Randomized Benchmarking with Synthetic Quantum Circuits
Yale Fan, Riley Murray, Thaddeus D. Ladd, Kevin Young, Robin Blume-Kohout

TL;DR
This paper introduces a new framework for randomized benchmarking that uses synthetic quantum circuits and classical post-processing to improve efficiency, especially for high-dimensional quantum systems with symmetry.
Contribution
The authors develop a general approach to enhance randomized benchmarking using synthetic circuits, extending its applicability to systems with high symmetry and reducible representations.
Findings
Synthetic RB achieves over 100x sample efficiency improvement for high-spin systems.
The framework applies to any benchmarking group with reducible superoperator representations.
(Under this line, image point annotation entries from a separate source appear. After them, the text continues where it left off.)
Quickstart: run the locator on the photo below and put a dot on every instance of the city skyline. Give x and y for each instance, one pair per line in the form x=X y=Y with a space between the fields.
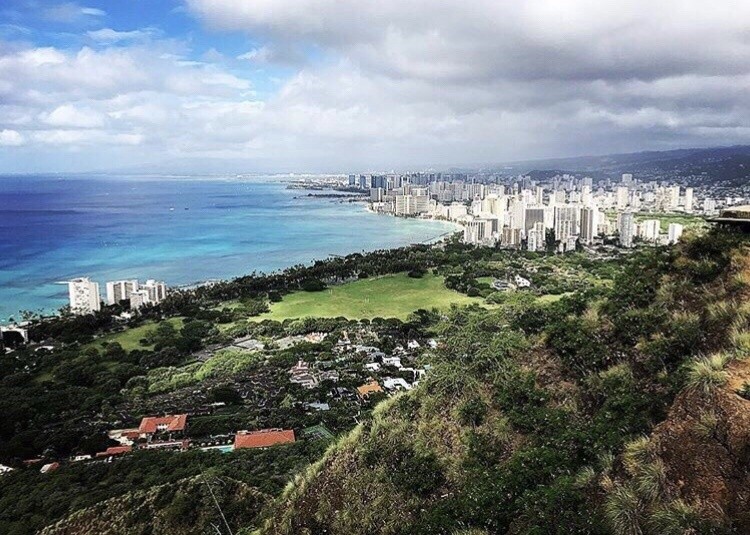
x=229 y=86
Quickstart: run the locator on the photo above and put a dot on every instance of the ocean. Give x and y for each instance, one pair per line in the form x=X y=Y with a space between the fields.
x=180 y=230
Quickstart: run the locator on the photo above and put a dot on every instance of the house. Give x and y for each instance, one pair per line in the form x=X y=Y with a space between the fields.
x=168 y=445
x=342 y=393
x=392 y=361
x=501 y=285
x=315 y=338
x=51 y=467
x=265 y=438
x=396 y=383
x=152 y=425
x=318 y=406
x=368 y=389
x=301 y=374
x=126 y=437
x=114 y=451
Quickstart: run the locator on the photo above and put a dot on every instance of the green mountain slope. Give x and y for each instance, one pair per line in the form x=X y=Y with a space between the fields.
x=614 y=411
x=189 y=506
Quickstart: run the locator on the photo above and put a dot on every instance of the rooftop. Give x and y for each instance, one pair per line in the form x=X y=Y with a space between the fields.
x=263 y=439
x=151 y=424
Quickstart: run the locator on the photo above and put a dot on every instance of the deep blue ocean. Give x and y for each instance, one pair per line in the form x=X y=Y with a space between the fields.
x=180 y=230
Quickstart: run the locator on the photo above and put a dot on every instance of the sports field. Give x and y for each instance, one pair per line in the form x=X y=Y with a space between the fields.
x=391 y=296
x=129 y=339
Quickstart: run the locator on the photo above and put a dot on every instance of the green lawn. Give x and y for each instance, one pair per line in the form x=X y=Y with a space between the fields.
x=686 y=220
x=129 y=339
x=391 y=296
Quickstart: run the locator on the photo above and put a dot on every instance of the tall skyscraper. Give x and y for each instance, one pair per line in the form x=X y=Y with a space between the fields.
x=674 y=197
x=535 y=237
x=688 y=199
x=157 y=291
x=674 y=232
x=589 y=223
x=120 y=290
x=649 y=229
x=626 y=227
x=534 y=215
x=84 y=296
x=622 y=197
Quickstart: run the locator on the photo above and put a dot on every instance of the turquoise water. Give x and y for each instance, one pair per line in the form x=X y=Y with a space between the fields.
x=180 y=230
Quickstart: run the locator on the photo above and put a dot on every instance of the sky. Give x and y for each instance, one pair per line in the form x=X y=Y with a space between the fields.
x=363 y=85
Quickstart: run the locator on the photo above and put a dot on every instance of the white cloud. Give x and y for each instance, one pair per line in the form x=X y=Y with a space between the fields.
x=109 y=36
x=70 y=12
x=10 y=138
x=393 y=84
x=257 y=55
x=68 y=115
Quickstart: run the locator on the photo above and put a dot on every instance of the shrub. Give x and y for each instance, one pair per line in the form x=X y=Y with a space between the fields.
x=677 y=518
x=624 y=511
x=313 y=285
x=707 y=373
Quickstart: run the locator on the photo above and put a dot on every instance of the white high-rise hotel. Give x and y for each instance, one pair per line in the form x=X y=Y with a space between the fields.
x=120 y=290
x=150 y=293
x=85 y=299
x=84 y=296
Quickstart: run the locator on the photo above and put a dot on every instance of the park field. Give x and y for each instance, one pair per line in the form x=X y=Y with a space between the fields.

Demonstrated effectiveness for systems with rotational symmetry, such as SU(2).
Abstract
Noise characterization methods such as randomized benchmarking (RB) are critical for the development of scalable quantum computers. Modern RB protocols for multiqubit systems extract physically relevant error rates by exploiting the structure of the group representation generated by the set of benchmarked operations. However, existing techniques become prohibitively inefficient for representations that are highly reducible yet decompose into irreducible subspaces of high dimension. These situations prevail when benchmarking high-dimensional systems such as qudits or bosonic modes, where experimental control is limited to implementing a small subset of all possible unitary operations. We introduce a broad framework for enhancing the sample efficiency of RB that is sufficiently powerful to extend the practical reach of RB beyond the multiqubit setting. Our strategy, which applies to any…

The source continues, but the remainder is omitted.